What does the label say on the bottom one?


----------



## swizzle (Nov 28, 2006)

I'd guess that they are all wines from around the same time frame. That elephant would make a killer lamp. Nice bottles. Swizzle


----------



## Hoodwink (Nov 28, 2006)

Just thought I would add, the elephant bottle does say something on the bottom:

 CEVIN

 Not sure if that means anything.

 The other bottle's labels say:

 Top Label: Harvest 1979 Imported from Italy By Fellows Ltd. Boston, Mass

 Bottom Label: Chianti Argento Product Of Italy. Says the bottle contained 3 liters. Also says: S.N.C. FIGLI DI and D. CASTELLANI and Montecalvoli (Toscana) Italy.


----------



## Hoodwink (Nov 28, 2006)

Thanks I wouldn't mind turning the elephant bottle into a lamp either, cool idea. I've seen people also put white xmas lights in different color bottles, maybe I'll try that for the holidays.


----------



## capsoda (Nov 29, 2006)

I have seen those type wine bottles at shows in my area. They had all types of animals, fish, swords and guns. They were made in Italy, Spain and from Germany they had life sized heads that were made in the 40s, 50s, and very early 60s. The guy and his wife did really well selling them and none were under $75. The heads were very popular and sold for $500 and up.
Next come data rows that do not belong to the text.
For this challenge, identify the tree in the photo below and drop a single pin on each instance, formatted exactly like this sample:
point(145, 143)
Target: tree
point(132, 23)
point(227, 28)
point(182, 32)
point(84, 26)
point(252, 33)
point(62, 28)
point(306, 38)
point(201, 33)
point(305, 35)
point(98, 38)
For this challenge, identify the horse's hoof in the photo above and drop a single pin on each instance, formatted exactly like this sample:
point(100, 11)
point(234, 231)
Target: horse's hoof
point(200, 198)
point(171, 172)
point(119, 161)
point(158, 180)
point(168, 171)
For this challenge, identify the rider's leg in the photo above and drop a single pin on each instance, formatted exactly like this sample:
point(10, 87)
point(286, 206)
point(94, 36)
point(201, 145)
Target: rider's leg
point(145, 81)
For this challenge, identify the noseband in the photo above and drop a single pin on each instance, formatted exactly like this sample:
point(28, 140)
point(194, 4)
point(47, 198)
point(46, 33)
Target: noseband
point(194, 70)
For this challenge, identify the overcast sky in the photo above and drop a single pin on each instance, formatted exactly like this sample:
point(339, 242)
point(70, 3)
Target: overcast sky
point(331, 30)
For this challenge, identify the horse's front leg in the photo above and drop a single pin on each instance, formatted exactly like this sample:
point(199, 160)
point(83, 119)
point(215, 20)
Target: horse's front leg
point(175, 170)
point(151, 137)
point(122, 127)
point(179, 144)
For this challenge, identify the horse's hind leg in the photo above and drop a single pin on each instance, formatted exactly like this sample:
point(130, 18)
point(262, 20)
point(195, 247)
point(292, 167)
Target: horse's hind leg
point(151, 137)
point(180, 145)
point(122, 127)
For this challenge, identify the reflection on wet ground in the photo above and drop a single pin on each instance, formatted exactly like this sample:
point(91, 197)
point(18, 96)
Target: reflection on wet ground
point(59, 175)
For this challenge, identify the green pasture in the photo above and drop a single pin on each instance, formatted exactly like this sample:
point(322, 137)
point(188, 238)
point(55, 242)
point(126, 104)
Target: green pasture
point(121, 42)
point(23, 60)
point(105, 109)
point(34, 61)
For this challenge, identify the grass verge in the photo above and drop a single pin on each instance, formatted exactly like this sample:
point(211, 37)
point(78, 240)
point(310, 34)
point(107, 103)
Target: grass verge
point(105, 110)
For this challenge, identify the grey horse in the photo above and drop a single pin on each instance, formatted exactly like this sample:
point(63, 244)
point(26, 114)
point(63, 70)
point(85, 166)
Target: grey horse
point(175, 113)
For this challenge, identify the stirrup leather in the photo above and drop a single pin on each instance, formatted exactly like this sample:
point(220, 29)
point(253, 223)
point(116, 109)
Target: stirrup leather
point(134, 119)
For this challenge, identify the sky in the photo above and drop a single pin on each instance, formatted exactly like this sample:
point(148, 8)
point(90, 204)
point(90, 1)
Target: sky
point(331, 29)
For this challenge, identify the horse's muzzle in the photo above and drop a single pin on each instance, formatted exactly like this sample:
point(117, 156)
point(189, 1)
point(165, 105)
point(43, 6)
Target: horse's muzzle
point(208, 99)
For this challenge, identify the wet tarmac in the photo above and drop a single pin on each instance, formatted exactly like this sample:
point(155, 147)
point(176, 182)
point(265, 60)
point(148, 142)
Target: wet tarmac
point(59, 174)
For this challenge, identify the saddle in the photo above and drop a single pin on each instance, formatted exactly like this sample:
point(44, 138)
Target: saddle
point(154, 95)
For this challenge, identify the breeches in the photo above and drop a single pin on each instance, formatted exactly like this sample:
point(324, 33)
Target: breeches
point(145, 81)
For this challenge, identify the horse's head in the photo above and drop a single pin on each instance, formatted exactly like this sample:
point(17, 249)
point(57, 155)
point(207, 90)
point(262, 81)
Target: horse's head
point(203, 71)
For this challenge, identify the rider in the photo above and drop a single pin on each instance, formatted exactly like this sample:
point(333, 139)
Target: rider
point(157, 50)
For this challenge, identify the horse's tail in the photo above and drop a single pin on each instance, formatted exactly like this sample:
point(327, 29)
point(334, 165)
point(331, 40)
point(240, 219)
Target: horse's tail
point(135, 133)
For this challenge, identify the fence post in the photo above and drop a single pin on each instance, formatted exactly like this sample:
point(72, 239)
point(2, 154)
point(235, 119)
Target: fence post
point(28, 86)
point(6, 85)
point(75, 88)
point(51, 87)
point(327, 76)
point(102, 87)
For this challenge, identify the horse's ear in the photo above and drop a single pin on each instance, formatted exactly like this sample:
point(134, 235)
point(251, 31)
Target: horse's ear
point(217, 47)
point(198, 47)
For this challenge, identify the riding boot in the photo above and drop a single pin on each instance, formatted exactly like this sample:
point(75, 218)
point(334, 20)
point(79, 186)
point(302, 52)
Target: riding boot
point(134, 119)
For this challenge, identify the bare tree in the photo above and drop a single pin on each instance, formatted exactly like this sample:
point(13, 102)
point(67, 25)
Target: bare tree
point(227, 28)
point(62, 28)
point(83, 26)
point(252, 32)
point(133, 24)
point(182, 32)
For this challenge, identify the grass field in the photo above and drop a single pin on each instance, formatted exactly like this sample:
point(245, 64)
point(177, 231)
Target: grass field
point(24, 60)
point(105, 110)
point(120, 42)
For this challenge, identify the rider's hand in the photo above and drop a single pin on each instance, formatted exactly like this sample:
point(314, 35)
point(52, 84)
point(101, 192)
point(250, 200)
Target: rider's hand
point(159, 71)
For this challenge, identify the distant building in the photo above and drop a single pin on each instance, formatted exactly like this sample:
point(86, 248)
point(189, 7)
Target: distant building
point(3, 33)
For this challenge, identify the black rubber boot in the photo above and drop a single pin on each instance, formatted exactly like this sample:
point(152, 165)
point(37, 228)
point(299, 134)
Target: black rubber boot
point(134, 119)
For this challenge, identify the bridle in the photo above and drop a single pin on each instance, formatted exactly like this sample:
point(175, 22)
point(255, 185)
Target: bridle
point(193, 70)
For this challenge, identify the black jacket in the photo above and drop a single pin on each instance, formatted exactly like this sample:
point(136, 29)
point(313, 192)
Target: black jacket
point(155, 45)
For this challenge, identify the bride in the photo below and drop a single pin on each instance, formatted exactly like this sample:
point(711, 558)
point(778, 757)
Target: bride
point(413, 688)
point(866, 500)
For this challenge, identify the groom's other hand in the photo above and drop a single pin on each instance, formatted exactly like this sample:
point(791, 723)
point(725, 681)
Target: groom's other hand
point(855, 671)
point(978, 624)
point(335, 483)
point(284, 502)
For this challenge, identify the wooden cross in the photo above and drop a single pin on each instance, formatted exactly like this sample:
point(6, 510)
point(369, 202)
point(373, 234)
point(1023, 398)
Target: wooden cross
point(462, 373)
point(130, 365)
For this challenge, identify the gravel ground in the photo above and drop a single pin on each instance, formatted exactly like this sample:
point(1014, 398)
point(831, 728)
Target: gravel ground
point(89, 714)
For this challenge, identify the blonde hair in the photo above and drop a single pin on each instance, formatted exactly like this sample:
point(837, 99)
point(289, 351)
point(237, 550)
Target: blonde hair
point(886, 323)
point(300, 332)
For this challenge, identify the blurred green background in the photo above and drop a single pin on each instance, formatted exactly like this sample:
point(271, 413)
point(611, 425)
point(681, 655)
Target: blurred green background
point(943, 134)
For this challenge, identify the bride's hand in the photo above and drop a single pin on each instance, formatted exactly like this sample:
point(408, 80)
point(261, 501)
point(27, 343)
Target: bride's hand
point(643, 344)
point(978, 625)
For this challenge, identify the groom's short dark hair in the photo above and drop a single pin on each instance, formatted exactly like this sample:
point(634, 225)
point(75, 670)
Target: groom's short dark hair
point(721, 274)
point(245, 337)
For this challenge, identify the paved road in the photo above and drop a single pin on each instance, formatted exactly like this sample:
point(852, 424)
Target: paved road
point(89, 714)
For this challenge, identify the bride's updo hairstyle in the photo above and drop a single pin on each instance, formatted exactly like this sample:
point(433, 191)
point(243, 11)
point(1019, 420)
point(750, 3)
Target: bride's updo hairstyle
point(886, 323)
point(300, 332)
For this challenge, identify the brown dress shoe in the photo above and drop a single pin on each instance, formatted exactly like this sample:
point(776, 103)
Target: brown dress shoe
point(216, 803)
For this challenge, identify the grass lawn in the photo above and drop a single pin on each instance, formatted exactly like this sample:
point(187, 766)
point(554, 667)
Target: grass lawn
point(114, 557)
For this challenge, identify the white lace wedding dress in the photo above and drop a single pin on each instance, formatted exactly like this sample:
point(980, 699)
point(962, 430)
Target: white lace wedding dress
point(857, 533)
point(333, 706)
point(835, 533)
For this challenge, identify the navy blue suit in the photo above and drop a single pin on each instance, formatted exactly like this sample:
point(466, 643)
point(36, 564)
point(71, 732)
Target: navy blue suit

They had a cobalt head that sold for $1600. If I see them this comming season I will get pics.


----------



## Hoodwink (Nov 29, 2006)

Hi There....

 I really know nothing about bottles. What do you mean by the head? 

 The bottle with the labels that has the only cork...well I guess that is not the original cork.

 Thanks for any info you can dig up!


----------